Lavoro & Crescita

COMMERCIO AL DETTAGLIO, UN DECENNIO DI CHIUSURE

COMMERCIO AL DETTAGLIO, UN DECENNIO DI CHIUSURE

Abbigliamento in primis; poi, a seguire, un po’ di tutto: mobili-casalinghi, edicole, macellerie, scarpe-borse.
Stando al report di Infocamere, sono questi i settori colpiti maggiormente dalla moria di attività di commercio al dettaglio registrata in questi ultimi dieci anni nelle aree metropolitane italiane.
14 le città prese in esame dall’analisi, per un totale di 17.000 attività che hanno abbassato la saracinesca (104.000 quelle che lo hanno fatto nell’arco dello stesso decennio su tutto il territorio della penisola).

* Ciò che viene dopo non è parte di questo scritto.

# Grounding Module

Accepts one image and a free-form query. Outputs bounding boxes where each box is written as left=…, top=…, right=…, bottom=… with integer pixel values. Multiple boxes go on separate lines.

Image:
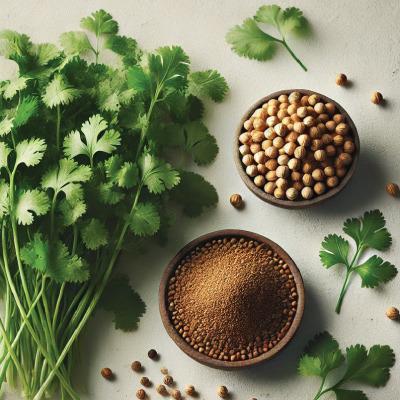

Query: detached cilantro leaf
left=226, top=18, right=277, bottom=61
left=100, top=275, right=146, bottom=332
left=333, top=389, right=368, bottom=400
left=21, top=233, right=89, bottom=283
left=64, top=114, right=121, bottom=165
left=319, top=210, right=397, bottom=314
left=139, top=152, right=180, bottom=194
left=319, top=234, right=349, bottom=268
left=129, top=203, right=160, bottom=236
left=15, top=138, right=47, bottom=167
left=43, top=75, right=80, bottom=108
left=343, top=210, right=392, bottom=250
left=81, top=10, right=118, bottom=36
left=226, top=5, right=309, bottom=71
left=298, top=332, right=344, bottom=378
left=298, top=332, right=395, bottom=400
left=185, top=121, right=218, bottom=165
left=105, top=155, right=139, bottom=189
left=15, top=189, right=50, bottom=225
left=188, top=69, right=229, bottom=103
left=60, top=32, right=94, bottom=56
left=171, top=171, right=218, bottom=217
left=354, top=256, right=397, bottom=288
left=81, top=218, right=108, bottom=250
left=343, top=345, right=395, bottom=387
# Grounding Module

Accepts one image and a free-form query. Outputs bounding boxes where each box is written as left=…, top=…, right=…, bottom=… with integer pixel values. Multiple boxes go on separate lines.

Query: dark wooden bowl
left=159, top=229, right=304, bottom=370
left=233, top=89, right=360, bottom=208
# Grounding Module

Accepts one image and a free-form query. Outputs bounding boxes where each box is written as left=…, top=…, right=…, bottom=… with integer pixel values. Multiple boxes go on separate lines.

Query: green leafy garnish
left=298, top=332, right=395, bottom=400
left=0, top=10, right=228, bottom=400
left=319, top=210, right=397, bottom=314
left=226, top=5, right=308, bottom=71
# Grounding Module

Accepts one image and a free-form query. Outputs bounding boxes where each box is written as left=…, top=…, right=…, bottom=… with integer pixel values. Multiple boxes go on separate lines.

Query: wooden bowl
left=233, top=89, right=360, bottom=208
left=159, top=229, right=304, bottom=370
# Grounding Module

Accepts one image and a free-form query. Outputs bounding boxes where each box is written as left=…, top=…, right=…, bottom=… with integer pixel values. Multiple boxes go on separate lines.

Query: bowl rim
left=158, top=229, right=305, bottom=370
left=233, top=89, right=360, bottom=209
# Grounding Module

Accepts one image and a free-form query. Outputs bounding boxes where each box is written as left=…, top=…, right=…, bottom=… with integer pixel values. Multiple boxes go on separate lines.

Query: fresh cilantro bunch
left=319, top=210, right=397, bottom=314
left=298, top=332, right=395, bottom=400
left=226, top=4, right=309, bottom=71
left=0, top=10, right=228, bottom=400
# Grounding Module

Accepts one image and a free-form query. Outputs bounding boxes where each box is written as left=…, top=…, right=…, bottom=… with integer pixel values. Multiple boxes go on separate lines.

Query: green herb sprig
left=298, top=332, right=395, bottom=400
left=226, top=4, right=309, bottom=71
left=319, top=210, right=397, bottom=314
left=0, top=10, right=228, bottom=400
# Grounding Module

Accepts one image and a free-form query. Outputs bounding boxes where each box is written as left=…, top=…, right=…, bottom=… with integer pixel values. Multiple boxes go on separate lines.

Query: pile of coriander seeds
left=239, top=92, right=356, bottom=201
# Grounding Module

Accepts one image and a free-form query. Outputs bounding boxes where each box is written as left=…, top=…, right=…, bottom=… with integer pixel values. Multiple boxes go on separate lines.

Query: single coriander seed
left=217, top=386, right=229, bottom=399
left=101, top=368, right=114, bottom=381
left=386, top=307, right=400, bottom=321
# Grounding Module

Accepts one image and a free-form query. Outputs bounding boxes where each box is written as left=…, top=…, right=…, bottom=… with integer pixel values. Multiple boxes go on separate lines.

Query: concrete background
left=0, top=0, right=400, bottom=400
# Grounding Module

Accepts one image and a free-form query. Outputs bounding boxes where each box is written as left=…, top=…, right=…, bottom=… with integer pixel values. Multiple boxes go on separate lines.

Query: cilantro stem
left=280, top=38, right=307, bottom=72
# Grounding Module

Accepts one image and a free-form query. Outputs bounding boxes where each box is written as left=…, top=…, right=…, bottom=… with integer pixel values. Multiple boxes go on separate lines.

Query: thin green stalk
left=281, top=38, right=307, bottom=72
left=1, top=223, right=78, bottom=399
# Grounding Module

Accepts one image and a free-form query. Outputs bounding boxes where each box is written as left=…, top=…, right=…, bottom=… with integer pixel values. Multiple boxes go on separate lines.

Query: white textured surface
left=0, top=0, right=400, bottom=400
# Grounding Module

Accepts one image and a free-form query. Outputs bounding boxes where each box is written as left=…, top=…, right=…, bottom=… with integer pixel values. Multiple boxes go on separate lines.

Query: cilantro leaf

A guidare questa classifica “nera” – determinata più che altro dall’impennata dell’e-commerce e dei prezzi dell’affitto del mercato immobiliare dei fondi – troviamo Bari sul gradino più alto del podio, poi Roma e Torino, rispettivamente con -22%, -18% e -17%. Seguono poi Palermo (-14%), Firenze e Venezia (-13%), Bologna (-12%), Genova (-9%), chiudono Cagliari, Catania e Messina tutte con -8%.
Come sottolineavamo in principio, il settore più colpito nel decennio è stato l’abbigliamento (4.300 le attività cessate), poi l’arredamento (oltre 2.000), le edicole (1.400), ferramenta (1.198), calzature e articoli in pelle (1.150), cartolerie (1.093), gioiellerie (954), macellerie (933), tessuti (920), panifici (494), articoli sportivi (480). Tra le 14 città sotto la lente d’ingrandimento, 3, Napoli, Reggio Calabria e Milano, sono andate in controtendenza rispetto alle altre, con incrementi rispettivamente del 7%, 5% e 3%.
Controtendenza in positivo in tutte e 14 le città per ciò che riguarda il numero dei grandi magazzini (400 mq almeno di superficie di vendita e almeno 5 reparti escludendo quello alimentare), cresciuto del 133%. Boom positivo anche per i discount alimentari (+95%), gli ipermercati (+33%) e i supermercati (+7%).